Dix-septième carte de l’album-souvenir. CAMP DU BARCARÈS- Construction de baraques destinées aux réfugiés (CAMPO DE BARCARÈS- Construccion de barracas destinadas a los refugiados).

Ce sont les réfugiés qui construisent les baraquements sommaires qui vont les abriter des intempéries pendant les longs mois qui vont suivre. Certains vont refuser mais une majorité d’hommes s’attèlera à la tâche. Outre l’aspect utile, c’était aussi un moyen de sortir de l’ennui du camp. Car exceptées les discussions, quelques parties de football et le marché noir, c’étaient aussi les camps de l’ennui. Les réfugiés organisèrent une vie sociale, des bibliothèques, des lieux de débats très réglementés, on n’avait pas le droit de faire de la politique mais tout était difficile et guère favorisé par l’administration militaire française tatillonne.

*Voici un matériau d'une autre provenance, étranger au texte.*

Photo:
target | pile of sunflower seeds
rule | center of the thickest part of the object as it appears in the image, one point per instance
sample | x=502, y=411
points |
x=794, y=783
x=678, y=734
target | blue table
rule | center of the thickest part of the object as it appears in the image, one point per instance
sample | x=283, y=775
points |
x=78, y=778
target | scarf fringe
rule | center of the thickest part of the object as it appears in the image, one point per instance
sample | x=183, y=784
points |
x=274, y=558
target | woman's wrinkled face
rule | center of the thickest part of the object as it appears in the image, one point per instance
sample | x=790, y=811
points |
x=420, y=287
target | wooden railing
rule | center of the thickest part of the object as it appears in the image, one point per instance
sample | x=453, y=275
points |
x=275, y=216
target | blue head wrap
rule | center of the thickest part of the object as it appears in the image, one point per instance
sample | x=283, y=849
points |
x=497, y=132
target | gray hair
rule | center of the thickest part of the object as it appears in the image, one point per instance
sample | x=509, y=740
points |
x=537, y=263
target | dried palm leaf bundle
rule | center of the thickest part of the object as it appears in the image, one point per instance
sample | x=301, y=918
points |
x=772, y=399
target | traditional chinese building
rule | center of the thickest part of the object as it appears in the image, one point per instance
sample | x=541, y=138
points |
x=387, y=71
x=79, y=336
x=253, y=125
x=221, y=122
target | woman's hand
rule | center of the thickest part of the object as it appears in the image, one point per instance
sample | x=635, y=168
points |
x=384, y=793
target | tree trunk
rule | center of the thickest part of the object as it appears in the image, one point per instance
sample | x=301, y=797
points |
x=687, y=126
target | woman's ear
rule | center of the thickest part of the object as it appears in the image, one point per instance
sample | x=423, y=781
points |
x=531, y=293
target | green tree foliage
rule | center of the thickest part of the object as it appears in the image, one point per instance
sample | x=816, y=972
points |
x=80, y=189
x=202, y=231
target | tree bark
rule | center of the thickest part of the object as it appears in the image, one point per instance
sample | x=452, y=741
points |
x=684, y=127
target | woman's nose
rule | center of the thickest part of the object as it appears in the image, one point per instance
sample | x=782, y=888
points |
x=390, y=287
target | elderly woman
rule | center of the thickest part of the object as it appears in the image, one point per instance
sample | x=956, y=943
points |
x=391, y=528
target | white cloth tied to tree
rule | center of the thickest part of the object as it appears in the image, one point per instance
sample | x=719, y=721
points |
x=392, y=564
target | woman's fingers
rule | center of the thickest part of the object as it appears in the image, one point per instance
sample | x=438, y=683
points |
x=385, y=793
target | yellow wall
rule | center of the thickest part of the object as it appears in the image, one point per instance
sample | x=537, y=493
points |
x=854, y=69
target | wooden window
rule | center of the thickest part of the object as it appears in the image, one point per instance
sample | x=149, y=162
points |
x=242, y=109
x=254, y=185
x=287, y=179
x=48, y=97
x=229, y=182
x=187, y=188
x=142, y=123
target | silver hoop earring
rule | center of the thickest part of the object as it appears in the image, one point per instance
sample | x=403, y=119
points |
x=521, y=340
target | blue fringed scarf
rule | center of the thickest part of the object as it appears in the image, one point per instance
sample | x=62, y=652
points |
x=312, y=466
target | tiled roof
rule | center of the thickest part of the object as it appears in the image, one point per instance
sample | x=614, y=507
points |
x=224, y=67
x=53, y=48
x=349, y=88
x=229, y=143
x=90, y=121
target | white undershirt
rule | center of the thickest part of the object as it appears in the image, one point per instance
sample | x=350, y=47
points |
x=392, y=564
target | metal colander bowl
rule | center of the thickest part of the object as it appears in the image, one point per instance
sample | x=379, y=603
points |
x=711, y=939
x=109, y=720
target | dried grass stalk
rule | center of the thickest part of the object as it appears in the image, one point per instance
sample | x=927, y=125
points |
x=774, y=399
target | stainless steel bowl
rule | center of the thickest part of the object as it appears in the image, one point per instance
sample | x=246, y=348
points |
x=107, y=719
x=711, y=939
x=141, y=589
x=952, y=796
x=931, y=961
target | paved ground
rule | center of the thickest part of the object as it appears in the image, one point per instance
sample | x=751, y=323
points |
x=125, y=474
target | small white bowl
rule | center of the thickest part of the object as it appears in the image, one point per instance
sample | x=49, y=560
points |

Peu à peu, les camps se vidaient mais aussi se remplissaient par les déplacements d’hommes d’un camp à un autre. Certains rentraient en Espagne, d’autres obtenaient du travail par des organisations d’aide aux réfugiés et pouvaient alors sortir. Les couples avaient pu être reconstitués. Certains réfugiés obtenaient des visas pour les pays d’Amérique Latine, le Mexique ou les Etats-Unis, d’autres contractaient un engagement dans l’armée mais il faut bien penser que lorsque revint l’automne puis l’hiver 39-40, l’hiver de la Drôle de Guerre, les camps étaient toujours bien remplis.